Tal inovação legislativa se coaduna com a tendência contemporânea de se utilizar o direito penal como ferramenta auxiliar para ações afirmativas perante o mercado de trabalho. Ela tem origem na conjugação das disposições democráticas da Constituição Federal de 1988 e do fortalecimento e quase naturalização do vigente modelo de produção, esboçado pela derrocada socialista e consolidado pelas políticas econômicas liberais da década de 90. Tais fatos compuseram uma sociedade global cada vez mais plural, desafiada em alocar dentro de uma única estrutura produtiva seus variados grupos de diferentes matizes ideológicos, políticos, etários e sexuais.
Desse modo, a Lei nº 7.716, de 1989 (de combate ao preconceito), em seu artigo 3º, determinou como crime punível com reclusão de dois a cinco anos a conduta de impedir ou obstar o acesso de alguém, devidamente habilitado, a qualquer cargo da administração direta ou indireta, bem como das concessionárias de serviços públicos, ou então obstar sua promoção funcional em razão de discriminação de raça, cor, etnia, religião ou procedência nacional. Em campo privado (art. 4º), aplica-se igual pena para quem, com igual motivação, negar ou obstar emprego; impedir a ascensão funcional ou obstar outra forma de benefício profissional e proporcionar tratamento diferenciado em ambiente de trabalho, especialmente quanto ao salário. Tal dispositivo legal também sujeitará às penas de multa e de prestação de serviços à comunidade, incluindo atividades de promoção da igualdade racial, quem, em anúncios ou qualquer outra forma de recrutamento de trabalhadores, exigir aspectos de aparência próprios de raça ou etnia para emprego cujas atividades não justifiquem essas exigências.

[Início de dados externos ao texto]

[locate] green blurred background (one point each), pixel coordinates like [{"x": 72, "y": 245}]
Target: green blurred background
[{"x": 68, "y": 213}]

Em que pese a louvável iniciativa de proteção penal, tais delitos encontram algumas dificuldades práticas comuns
A Lei nº 7.853, de 1989, de apoio aos deficientes, por sua vez, tipificou como crime punível com reclusão de um a quatro anos e multa a conduta de obstar, sem justa causa, o acesso de alguém a qualquer cargo público, por motivos derivados de deficiência, bem como a de negar à alguém, por igual razão, emprego ou trabalho. Já o Estatuto do Idoso (Lei 10.741/2013), no artigo 100, apena com reclusão de seis meses a um ano e multa aquele que por motivo de idade obstar o acesso de alguém a qualquer cargo público ou negar emprego ou trabalho.
Em que pese a louvável iniciativa de proteção penal conferida a estes grupos, tais delitos encontram algumas dificuldades práticas comuns. A primeira delas diz respeito à dificuldade probatória para configurar a materialidade do crime, pois os métodos de seleção e avaliação de candidatos e funcionários se valem dos mais variados diagnósticos, testes e fases, permitindo camuflar atitudes discriminatórias por meio de justificativas pseudotécnicas. A segunda diz respeito à determinação de autoria delitiva. Em prestígio ao caráter personalíssimo da responsabilização penal, quem poderá responder por tais crimes não é a empresa, mas sim determinada pessoa física, integrante da estrutura empresarial. Desse modo, são autores do crime aqueles que efetivamente praticam atos discriminatórios ou determinam sua prática, o que também nem sempre é fácil de averiguar dentro de grandes companhias. Tais constatações colocam em xeque a real efetividade de tais dispositivos no cumprimento dos objetivos a que se destinam.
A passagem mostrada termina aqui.